The last player worth considering is LaRon Landry. Landry was signed to a 4 year deal worth 24 million dollars with a whopping 14 million dollars guaranteed. Again, this is an example of overpaying, but the next question is whether it really matters. The answer: yes. This is the only signing that could potentially damage the team. Landry was solid last year, but still graded out negatively. I don't mind the signing in theory, though, because signing a llama with a football helmet would provide an upgrade over Zbikowski's play. I'm not even opposed to offering Landry such a high average salary. Yes, 6 million per year is on par with what elite safeties are paid, but it's an upgrade we desperately needed. So why is this signing different than the other two I've mentioned? Two reasons. 1) The guaranteed money is off the charts, and 2) Landry is injury prone. Either one of those in a vacuum wouldn't bee too much of a problem, but combined they result in some serious concerns. Of the past three seasons, Landry has wound up on IR for 2. During those two seasons, he missed something like a combined 15 games. On the other hand, Landry started every game last season. If we have to cut Landry because of persistent injuries (see: Sanders, Bob), it could have significant cap ramifications, especially if he's cut early in the deal.
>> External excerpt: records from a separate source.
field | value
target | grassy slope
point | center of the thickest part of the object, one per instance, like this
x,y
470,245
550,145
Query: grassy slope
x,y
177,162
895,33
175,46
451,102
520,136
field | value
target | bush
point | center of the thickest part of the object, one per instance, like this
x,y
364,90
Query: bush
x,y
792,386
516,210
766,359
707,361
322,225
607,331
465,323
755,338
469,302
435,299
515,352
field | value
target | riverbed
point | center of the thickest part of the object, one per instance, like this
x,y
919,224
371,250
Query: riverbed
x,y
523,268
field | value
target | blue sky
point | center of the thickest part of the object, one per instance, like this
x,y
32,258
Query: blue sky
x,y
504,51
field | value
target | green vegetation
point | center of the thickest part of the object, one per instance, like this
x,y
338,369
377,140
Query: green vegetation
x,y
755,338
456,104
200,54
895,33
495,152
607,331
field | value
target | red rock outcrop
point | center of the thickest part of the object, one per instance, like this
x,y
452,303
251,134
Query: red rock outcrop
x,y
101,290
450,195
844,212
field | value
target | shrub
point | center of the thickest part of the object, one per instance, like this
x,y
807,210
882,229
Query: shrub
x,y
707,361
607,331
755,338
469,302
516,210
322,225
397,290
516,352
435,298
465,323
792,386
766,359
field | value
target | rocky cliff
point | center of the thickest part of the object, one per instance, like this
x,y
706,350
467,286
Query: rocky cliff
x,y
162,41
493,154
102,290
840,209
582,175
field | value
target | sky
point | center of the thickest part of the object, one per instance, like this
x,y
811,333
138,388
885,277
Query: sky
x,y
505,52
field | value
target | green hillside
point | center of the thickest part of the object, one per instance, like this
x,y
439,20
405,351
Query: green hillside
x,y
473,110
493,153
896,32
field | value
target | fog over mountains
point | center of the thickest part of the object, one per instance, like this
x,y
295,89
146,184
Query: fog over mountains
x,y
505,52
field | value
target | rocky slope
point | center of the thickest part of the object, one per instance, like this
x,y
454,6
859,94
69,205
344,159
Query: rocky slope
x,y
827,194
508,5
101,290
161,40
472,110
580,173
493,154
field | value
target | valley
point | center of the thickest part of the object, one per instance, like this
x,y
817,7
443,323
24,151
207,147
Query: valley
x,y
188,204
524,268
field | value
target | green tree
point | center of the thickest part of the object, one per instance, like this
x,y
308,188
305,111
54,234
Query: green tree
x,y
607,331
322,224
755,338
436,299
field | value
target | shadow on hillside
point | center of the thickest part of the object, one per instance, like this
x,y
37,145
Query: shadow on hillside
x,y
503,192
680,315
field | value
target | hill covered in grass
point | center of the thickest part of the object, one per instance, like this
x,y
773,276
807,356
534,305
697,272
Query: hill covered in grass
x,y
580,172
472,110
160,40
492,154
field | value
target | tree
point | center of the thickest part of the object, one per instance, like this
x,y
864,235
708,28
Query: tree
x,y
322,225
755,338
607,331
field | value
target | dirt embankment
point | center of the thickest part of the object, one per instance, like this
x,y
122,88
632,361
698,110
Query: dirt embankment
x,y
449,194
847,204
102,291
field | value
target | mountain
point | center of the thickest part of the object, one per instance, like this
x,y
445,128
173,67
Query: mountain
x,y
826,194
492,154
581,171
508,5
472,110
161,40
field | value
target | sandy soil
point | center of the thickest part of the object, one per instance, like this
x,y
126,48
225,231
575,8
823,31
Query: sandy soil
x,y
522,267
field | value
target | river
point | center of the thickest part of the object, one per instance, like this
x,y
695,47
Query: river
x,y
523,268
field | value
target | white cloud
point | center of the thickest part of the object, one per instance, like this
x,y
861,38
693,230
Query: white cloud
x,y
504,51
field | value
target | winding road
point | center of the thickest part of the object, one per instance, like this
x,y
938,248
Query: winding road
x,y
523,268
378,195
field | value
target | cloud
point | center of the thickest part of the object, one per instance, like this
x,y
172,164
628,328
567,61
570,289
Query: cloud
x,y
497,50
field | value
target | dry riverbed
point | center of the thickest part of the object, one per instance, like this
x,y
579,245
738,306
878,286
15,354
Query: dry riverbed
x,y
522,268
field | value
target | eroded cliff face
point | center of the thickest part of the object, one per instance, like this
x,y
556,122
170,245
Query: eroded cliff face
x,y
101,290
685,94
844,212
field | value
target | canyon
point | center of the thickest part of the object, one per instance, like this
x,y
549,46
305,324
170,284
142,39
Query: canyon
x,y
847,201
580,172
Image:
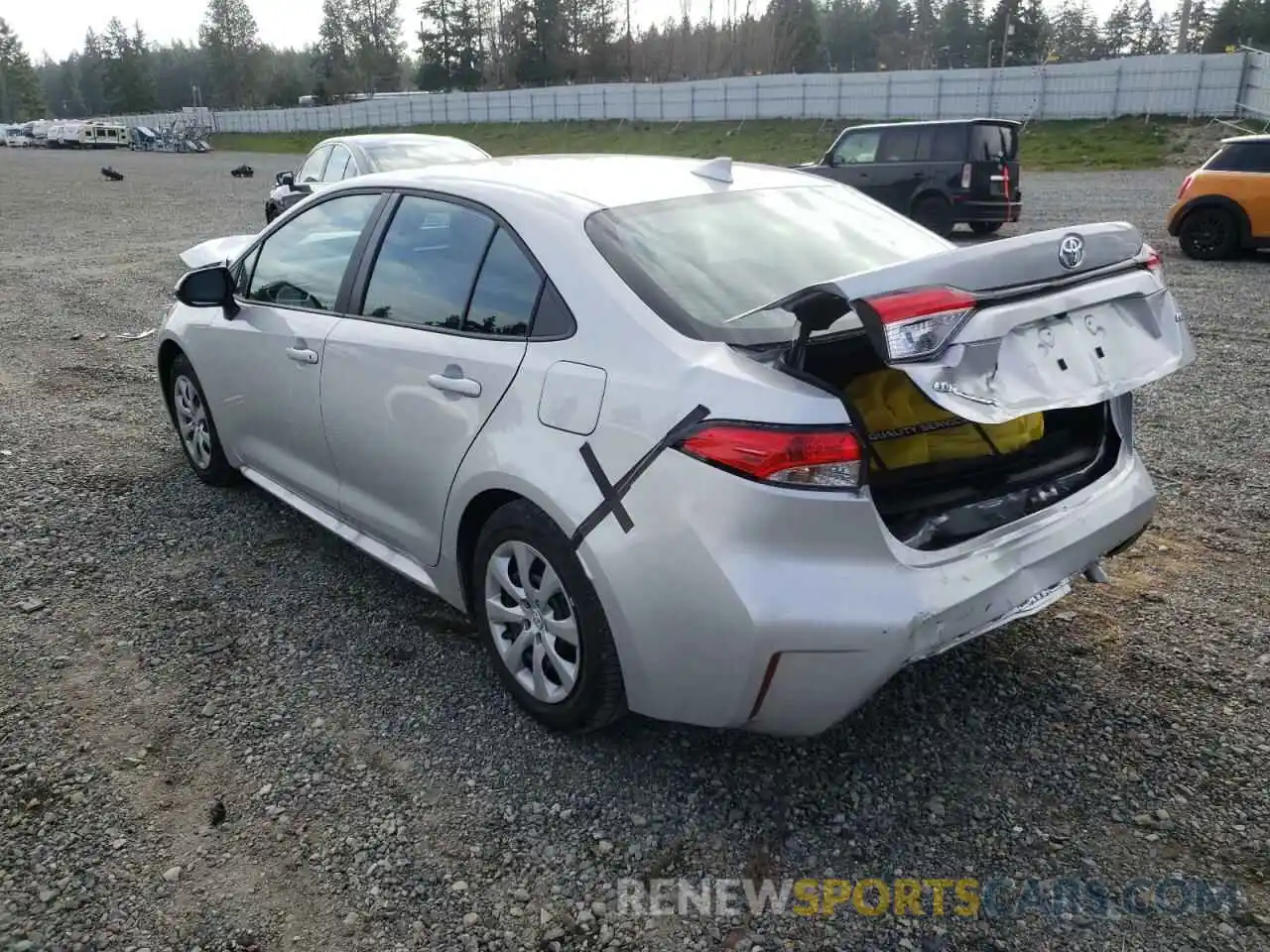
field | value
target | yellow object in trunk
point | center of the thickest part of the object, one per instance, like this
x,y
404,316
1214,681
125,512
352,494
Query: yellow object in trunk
x,y
906,428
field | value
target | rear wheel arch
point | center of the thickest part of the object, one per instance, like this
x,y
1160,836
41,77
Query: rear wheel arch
x,y
168,353
476,513
937,200
1225,204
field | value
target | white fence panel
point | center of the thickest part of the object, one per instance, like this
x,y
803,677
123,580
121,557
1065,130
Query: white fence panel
x,y
1180,84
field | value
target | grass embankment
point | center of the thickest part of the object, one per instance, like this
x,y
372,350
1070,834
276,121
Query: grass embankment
x,y
1123,144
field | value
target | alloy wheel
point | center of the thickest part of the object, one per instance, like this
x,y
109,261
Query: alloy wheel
x,y
532,621
191,421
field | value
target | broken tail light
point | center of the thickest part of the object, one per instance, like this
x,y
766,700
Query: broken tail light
x,y
812,457
917,324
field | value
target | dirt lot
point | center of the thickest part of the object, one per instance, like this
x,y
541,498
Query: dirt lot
x,y
168,647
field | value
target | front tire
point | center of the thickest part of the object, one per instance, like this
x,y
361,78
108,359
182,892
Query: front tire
x,y
195,428
1209,235
543,622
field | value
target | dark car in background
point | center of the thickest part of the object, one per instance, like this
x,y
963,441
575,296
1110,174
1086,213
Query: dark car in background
x,y
940,173
347,157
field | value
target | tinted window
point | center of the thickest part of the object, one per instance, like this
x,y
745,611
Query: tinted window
x,y
1241,157
393,155
856,148
244,273
336,166
425,270
313,167
699,261
992,143
506,293
943,144
899,145
303,263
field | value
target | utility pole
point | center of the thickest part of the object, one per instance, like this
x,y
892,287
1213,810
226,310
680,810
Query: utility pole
x,y
630,67
1183,26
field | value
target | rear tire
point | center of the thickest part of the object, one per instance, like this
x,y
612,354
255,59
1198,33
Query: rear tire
x,y
530,595
1209,235
935,213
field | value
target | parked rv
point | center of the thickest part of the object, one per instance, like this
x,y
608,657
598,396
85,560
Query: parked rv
x,y
87,134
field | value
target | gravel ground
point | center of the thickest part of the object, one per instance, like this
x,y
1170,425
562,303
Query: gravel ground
x,y
176,655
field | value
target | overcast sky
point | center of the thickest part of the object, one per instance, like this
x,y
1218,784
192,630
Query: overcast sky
x,y
42,27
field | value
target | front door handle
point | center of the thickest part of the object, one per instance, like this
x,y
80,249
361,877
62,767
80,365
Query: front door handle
x,y
463,386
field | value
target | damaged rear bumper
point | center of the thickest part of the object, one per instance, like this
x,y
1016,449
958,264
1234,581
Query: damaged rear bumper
x,y
807,608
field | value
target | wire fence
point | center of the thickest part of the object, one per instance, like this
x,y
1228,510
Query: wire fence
x,y
1176,85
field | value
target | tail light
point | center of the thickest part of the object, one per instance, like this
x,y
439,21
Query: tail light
x,y
917,324
788,456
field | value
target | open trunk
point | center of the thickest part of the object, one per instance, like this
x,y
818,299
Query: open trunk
x,y
1057,322
938,504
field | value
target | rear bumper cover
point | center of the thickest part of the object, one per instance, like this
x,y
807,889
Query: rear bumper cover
x,y
988,211
738,574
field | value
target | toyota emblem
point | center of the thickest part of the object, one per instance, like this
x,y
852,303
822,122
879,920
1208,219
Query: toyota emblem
x,y
1071,252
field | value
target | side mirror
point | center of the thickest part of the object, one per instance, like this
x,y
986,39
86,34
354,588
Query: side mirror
x,y
207,287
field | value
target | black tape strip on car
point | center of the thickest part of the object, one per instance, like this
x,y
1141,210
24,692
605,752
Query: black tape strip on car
x,y
612,493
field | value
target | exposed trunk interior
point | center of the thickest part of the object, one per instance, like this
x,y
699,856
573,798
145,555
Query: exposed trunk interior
x,y
934,506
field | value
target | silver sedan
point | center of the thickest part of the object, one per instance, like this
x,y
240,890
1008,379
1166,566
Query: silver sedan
x,y
603,404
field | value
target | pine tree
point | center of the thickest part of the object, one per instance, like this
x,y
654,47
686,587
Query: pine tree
x,y
19,85
231,44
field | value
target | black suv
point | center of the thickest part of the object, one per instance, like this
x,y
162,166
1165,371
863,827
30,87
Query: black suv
x,y
942,173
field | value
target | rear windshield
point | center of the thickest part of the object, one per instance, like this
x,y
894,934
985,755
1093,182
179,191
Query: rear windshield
x,y
395,157
1241,157
699,261
989,143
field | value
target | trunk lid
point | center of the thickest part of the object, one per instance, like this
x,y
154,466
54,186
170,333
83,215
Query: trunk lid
x,y
1044,321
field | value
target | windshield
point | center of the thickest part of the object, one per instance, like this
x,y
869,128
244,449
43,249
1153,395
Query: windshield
x,y
698,262
395,157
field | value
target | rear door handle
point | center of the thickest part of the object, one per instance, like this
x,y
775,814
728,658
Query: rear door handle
x,y
463,386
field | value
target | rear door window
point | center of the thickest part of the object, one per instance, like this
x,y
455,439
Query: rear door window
x,y
991,143
427,266
314,164
899,145
943,144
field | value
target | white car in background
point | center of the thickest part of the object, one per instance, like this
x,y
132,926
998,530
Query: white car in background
x,y
599,404
348,157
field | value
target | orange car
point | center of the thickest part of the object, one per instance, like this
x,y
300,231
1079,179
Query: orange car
x,y
1223,207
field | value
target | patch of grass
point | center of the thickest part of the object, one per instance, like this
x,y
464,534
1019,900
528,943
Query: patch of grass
x,y
1121,144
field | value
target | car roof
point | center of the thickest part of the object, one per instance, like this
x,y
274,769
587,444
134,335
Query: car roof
x,y
908,123
372,139
599,180
1259,137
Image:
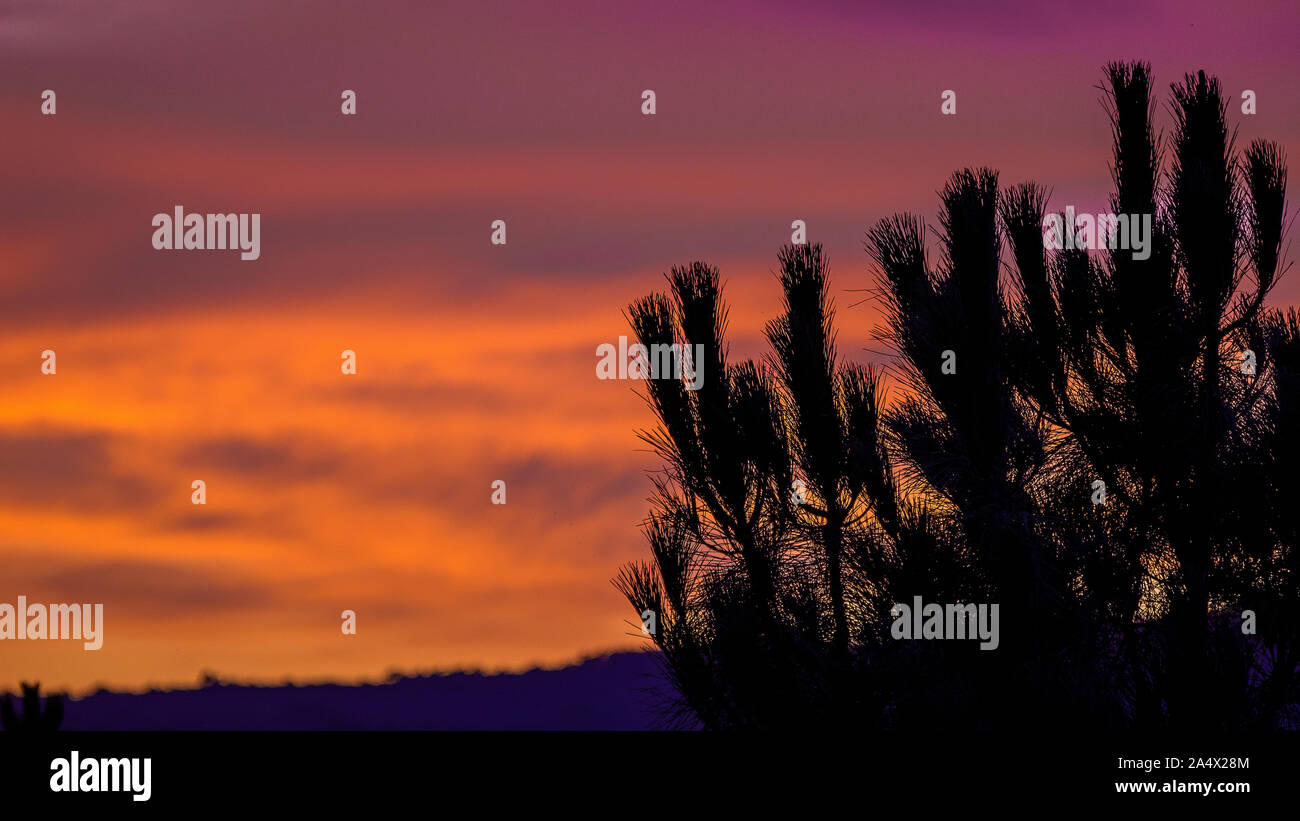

With all that said, I still think Grigson is taking too much heat for "overpaying." Yes, we offered a number of players way more money than they probably deserve, but most of them were either necessary upgrades (like Gosder Cherilus and RJF) or are low-risk due to little guaranteed money (like Walden and Sidbury). LaRon Landry's contract is the only one I am upset about, especially given that we could easily have drafted an impact safety in the first round (of Vaccaro, Elam, Reid, and Cyprien, one will be available at 24). The only real concern I have with Grigson's off season moves is the potential that he will rely on Walden and Toler to be starters; neither is good enough to be a quality starter. That question, however, is outside the scope of this article.
tl;dr: Grigson hasn't hurt the team by overpaying.